Canadian businesses that sell products online grossed, on average, $3.7 million in those sales in 2021, according to Statistics Canada.

The trend in the past decade has been for businesses to transition into being what industry insiders call "omni-channel" ventures, where sales come from the Internet as well a bricks-and-mortar presence, such as a short-term pop-up store.

Cook Culture owners Jed and Regan Grieve recently closed their longtime bricks-and-mortar store at 377 Howe Street, and converted their Vancouver operation into being entirely e-commerce. The duo's venture is omni-channel because they continue to operate a physical store in Victoria. 

The Vancouver store closure, Jed Grieve told BIV, was in part a way to minimize lease costs. He is optimistic that his company's popular YouTube channel will continue to drive customer interest and transactions. 

Vancouver-based Indochino has used a reverse strategy.

It launched an e-commerce website in September 2007, after co-founders Kyle Vucko and Heikal Gani dreamed up the concept of having an online-only suit-selling business the year before, when they were students at the University of Victoria.

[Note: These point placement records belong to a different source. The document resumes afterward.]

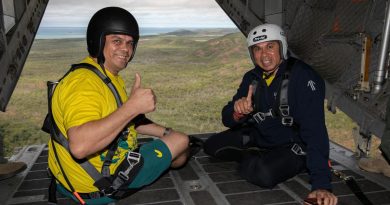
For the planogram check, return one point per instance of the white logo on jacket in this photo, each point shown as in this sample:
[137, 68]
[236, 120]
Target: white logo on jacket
[311, 84]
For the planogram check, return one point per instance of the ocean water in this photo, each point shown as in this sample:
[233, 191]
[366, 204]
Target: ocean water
[79, 32]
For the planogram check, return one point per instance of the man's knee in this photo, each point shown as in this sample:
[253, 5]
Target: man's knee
[176, 142]
[259, 174]
[208, 147]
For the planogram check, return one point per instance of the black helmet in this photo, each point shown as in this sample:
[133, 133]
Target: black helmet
[110, 20]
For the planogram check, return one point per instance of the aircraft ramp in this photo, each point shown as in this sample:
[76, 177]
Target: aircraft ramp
[203, 181]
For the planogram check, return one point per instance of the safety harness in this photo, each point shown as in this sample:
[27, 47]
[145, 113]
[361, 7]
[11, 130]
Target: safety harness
[113, 186]
[280, 107]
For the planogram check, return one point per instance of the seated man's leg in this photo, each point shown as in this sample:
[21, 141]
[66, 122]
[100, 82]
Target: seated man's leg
[170, 150]
[229, 144]
[157, 159]
[272, 167]
[178, 145]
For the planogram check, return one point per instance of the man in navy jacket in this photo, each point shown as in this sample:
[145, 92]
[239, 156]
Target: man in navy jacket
[276, 119]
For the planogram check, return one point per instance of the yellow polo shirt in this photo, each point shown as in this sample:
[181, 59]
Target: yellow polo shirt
[79, 98]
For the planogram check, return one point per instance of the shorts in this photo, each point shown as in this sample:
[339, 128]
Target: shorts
[157, 159]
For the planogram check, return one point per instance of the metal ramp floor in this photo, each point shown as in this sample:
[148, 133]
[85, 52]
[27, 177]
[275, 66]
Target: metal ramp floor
[203, 181]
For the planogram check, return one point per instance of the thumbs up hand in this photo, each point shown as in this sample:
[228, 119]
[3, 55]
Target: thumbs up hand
[143, 100]
[244, 104]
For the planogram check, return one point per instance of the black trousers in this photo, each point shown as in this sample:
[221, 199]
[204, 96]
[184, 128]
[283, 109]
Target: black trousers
[263, 167]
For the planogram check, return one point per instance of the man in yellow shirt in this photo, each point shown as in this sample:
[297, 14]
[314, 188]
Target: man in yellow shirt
[86, 112]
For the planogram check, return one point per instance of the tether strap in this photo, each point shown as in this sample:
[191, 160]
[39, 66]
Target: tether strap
[283, 107]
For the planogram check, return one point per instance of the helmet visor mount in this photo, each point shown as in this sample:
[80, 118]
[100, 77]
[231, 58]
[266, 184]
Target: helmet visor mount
[266, 33]
[110, 20]
[102, 43]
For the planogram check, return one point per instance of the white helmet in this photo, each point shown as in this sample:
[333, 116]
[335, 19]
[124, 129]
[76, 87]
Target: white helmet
[267, 32]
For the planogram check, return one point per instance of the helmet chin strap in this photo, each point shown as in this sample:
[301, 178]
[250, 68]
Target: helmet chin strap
[270, 73]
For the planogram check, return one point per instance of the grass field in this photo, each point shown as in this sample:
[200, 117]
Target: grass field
[193, 77]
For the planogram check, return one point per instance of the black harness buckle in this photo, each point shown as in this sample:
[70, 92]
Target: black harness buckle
[260, 116]
[297, 150]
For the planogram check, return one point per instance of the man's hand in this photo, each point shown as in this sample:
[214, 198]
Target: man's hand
[244, 106]
[322, 197]
[142, 99]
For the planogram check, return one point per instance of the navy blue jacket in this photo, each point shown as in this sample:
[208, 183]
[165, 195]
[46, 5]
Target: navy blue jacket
[306, 94]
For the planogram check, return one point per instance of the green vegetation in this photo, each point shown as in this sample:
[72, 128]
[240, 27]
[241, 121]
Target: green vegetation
[192, 75]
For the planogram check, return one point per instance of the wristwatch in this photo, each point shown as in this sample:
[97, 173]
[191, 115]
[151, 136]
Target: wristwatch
[167, 131]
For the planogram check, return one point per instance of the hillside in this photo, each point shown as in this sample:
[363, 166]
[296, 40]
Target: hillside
[193, 77]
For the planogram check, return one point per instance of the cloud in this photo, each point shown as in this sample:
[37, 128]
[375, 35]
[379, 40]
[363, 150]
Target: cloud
[149, 13]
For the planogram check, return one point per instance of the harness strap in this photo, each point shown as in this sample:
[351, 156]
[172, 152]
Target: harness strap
[280, 107]
[102, 181]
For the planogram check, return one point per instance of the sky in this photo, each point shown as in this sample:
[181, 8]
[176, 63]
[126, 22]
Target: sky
[149, 13]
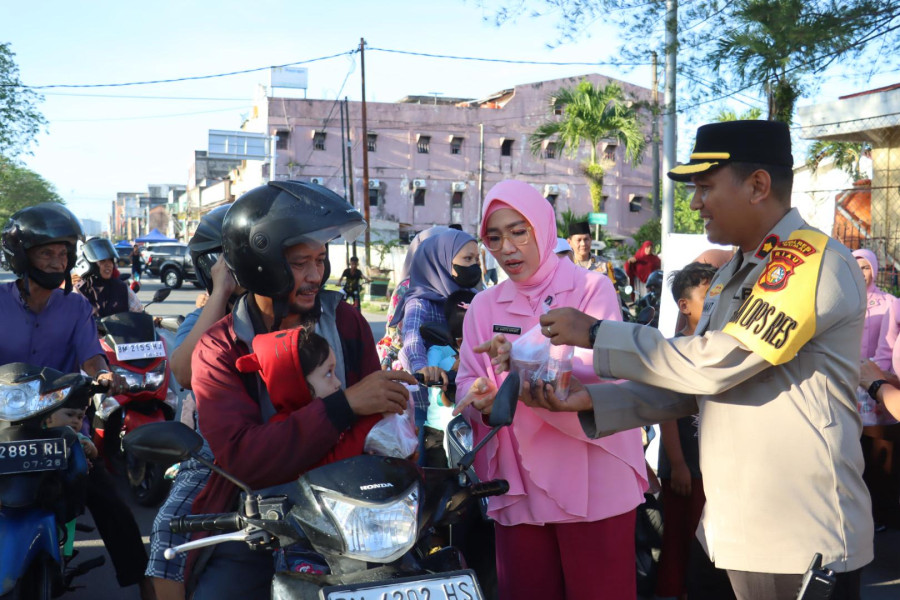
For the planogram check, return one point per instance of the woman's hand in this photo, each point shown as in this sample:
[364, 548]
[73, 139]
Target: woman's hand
[544, 396]
[481, 397]
[869, 372]
[434, 374]
[498, 348]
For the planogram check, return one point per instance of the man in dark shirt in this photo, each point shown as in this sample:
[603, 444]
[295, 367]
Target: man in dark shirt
[354, 277]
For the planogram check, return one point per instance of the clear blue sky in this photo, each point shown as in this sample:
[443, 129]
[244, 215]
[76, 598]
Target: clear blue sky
[97, 145]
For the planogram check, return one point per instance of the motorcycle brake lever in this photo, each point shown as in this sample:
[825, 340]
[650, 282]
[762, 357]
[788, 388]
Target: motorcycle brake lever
[250, 535]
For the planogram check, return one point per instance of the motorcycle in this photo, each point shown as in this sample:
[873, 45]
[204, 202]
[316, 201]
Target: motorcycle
[43, 481]
[136, 351]
[366, 517]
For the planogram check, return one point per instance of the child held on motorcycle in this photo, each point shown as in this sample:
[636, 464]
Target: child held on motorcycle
[74, 418]
[297, 366]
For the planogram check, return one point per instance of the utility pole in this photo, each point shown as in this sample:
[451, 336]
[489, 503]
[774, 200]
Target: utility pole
[654, 137]
[669, 117]
[364, 144]
[349, 154]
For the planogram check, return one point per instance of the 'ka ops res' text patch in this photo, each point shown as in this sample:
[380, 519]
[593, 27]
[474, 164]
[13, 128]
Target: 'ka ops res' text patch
[779, 315]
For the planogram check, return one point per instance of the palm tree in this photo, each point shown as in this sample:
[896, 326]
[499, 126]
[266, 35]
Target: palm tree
[590, 115]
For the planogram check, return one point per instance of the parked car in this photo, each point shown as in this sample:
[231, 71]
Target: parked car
[171, 262]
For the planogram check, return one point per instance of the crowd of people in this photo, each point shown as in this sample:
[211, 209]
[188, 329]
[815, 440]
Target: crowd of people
[761, 463]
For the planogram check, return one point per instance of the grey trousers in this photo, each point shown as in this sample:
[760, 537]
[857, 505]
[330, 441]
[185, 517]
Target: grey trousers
[770, 586]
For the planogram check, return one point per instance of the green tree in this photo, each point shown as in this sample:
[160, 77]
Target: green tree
[846, 155]
[589, 115]
[21, 187]
[20, 121]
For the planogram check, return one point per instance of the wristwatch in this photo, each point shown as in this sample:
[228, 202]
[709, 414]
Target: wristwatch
[592, 334]
[874, 387]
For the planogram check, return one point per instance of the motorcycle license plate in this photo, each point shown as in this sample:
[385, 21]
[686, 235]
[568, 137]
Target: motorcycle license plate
[455, 585]
[140, 350]
[33, 455]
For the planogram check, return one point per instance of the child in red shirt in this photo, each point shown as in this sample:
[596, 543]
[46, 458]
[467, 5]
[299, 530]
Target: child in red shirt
[297, 365]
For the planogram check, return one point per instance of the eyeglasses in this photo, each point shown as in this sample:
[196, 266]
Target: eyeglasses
[518, 236]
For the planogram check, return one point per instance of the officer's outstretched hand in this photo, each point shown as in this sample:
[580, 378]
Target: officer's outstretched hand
[380, 392]
[545, 397]
[567, 327]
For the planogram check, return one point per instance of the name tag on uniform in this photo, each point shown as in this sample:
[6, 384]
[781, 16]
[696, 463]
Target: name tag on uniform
[507, 329]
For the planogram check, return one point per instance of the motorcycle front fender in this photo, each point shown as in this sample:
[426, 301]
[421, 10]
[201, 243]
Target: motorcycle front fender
[24, 535]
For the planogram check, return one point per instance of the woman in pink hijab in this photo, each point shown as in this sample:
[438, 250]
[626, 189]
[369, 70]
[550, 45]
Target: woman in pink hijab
[877, 305]
[565, 529]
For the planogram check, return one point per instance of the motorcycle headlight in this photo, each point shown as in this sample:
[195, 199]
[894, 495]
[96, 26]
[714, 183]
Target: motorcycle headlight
[19, 401]
[131, 378]
[375, 532]
[155, 377]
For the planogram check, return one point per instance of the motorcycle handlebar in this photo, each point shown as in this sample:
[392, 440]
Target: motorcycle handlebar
[213, 522]
[495, 487]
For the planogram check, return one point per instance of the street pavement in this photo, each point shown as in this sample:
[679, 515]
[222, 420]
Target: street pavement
[881, 579]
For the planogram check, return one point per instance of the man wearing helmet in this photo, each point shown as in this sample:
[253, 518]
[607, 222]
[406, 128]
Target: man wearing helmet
[274, 240]
[51, 327]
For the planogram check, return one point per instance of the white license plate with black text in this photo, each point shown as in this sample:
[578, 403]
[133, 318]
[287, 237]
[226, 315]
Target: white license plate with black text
[140, 350]
[456, 585]
[33, 455]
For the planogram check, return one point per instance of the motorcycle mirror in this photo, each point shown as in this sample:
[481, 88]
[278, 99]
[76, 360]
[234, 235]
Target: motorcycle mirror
[161, 294]
[505, 402]
[436, 334]
[167, 442]
[646, 315]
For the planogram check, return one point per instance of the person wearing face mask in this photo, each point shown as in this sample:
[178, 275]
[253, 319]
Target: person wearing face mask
[444, 263]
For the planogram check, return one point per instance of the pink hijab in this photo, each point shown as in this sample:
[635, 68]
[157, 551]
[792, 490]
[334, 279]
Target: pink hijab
[527, 201]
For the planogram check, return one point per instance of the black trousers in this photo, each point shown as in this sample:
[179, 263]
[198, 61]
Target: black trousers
[116, 525]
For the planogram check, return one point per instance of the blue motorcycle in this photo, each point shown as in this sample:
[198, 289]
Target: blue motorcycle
[43, 480]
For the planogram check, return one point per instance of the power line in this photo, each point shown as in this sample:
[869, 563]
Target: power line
[179, 79]
[509, 61]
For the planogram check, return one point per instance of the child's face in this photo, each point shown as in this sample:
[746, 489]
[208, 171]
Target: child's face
[323, 378]
[692, 304]
[72, 417]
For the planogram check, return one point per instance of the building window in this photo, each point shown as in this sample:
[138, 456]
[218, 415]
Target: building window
[550, 150]
[282, 142]
[319, 140]
[609, 152]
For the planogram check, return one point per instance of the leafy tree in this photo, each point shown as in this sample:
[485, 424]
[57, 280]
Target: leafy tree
[846, 155]
[778, 47]
[20, 121]
[589, 115]
[21, 187]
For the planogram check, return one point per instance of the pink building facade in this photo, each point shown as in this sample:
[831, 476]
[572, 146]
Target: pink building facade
[430, 163]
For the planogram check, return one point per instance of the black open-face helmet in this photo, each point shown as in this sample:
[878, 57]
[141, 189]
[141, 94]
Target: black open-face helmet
[265, 221]
[37, 225]
[206, 245]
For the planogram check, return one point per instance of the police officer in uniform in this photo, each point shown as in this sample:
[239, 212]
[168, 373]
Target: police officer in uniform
[772, 371]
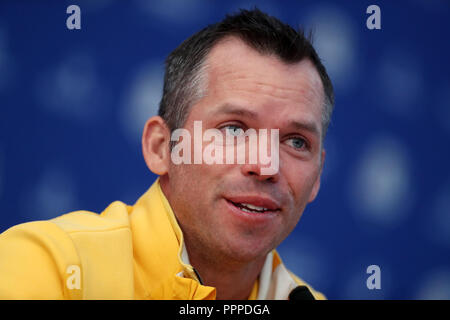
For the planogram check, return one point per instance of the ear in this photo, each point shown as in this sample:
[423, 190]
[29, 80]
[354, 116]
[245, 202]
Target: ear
[155, 145]
[316, 186]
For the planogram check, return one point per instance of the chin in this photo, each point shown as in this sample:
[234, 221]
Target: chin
[247, 250]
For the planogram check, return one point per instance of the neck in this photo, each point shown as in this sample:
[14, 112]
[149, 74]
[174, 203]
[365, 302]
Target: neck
[233, 280]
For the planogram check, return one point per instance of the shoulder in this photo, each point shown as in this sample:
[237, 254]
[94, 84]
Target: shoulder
[317, 295]
[35, 256]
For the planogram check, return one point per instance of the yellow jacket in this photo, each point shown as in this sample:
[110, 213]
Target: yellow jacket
[126, 252]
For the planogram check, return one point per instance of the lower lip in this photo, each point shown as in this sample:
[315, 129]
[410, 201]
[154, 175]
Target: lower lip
[251, 217]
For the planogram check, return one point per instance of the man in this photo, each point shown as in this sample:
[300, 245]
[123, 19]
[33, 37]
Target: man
[203, 230]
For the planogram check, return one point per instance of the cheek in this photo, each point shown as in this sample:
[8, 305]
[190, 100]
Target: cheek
[300, 185]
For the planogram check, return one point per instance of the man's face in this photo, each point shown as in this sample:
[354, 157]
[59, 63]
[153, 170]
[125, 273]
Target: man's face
[248, 90]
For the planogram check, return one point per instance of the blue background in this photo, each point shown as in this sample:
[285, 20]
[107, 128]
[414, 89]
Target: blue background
[73, 104]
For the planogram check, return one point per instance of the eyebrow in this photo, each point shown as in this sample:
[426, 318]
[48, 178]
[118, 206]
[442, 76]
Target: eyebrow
[236, 110]
[232, 109]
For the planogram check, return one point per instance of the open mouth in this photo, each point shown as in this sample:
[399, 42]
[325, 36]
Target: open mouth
[254, 205]
[247, 207]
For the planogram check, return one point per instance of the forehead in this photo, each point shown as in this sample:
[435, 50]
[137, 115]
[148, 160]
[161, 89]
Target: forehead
[233, 65]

By 2011, the duo realized that having a tangible presence could help sales, so they launched what they called travelling tailor pop-up stores, which were open for four or five days at a time before moving on to a new city.

They attached a permanent showroom to Indochino's Vancouver head office, and then opened stores in Toronto, New York and San Francisco. Their first stand-alone Vancouver store came in 2014.

Indochino now has more than 50 showrooms across North America, according to its website.